In the present exemplary embodiment, the further decoding section, the further pre-decorrelation section, the further decorrelation section and the further mixing section may for example be operable independently of the decoding section, the pre-decorrelation section, the decorrelation section and the mixing section.

In the present example embodiment, the further decoding section, the further pre-decorrelation section, the further decorrelation section and the further mixing section may be, for example, functionally equivalent to (or similarly configured to) the decoding section, the pre-decorrelation section, the decorrelation section and the mixing section, respectively. Alternatively, at least one of the further decoding section, the further pre-decorrelation section, the further decorrelation section and the further mixing section may for example be configured to perform at least one different interpolation type than is performed by the corresponding parts of the decoding section, the pre-decorrelation section, the decorrelation section and the mixing section.

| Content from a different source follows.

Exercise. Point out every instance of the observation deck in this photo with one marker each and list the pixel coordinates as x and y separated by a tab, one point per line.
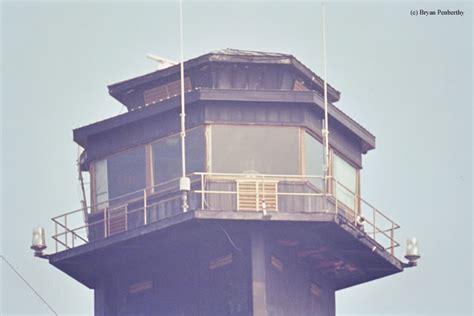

For example, the received signaling may indicate different encoding formats for the M-channel audio signal and the further M-channel audio signal. Alternatively, the encoding formats of the two M-channel audio signals may for example always coincide, and the received signaling may indicate a selected one of the at least two common encoding formats for the two M-channel audio signals.

The interpolation scheme for gradual transitions between pre-decorrelation coefficients in response to switching between encoding formats of an M-channel audio signal may be identical to or different from the interpolation scheme for gradual transitions between further pre-decorrelation coefficients in response to switching between encoding formats of a further M-channel audio signal.

Similarly, the interpolation scheme for interpolation of values of the wet and dry upmix coefficients in response to switching between encoding formats of the M-channel audio signal may be identical to or different from the interpolation scheme for interpolation of values of the further wet and dry upmix coefficients in response to switching between encoding formats of the further M-channel audio signal.

In an example embodiment, the audio decoding system may further comprise a demultiplexer configured to extract the downmix signal, the upmix parameters associated with the downmix signal, and the discretely encoded audio channels from the bitstream. The decoding system may further comprise a single channel decoding section operable to decode discretely encoded audio channels. The discretely encoded audio channels may for example be encoded in a bitstream using a perceptual audio codec such as dolby digital, MPEG AAC or evolutions thereof, and the single-channel decoding section may for example comprise a core decoder for decoding the discretely encoded audio channels. The single channel decoding section may, for example, be operable to decode discretely encoded audio channels independently of the decoding section.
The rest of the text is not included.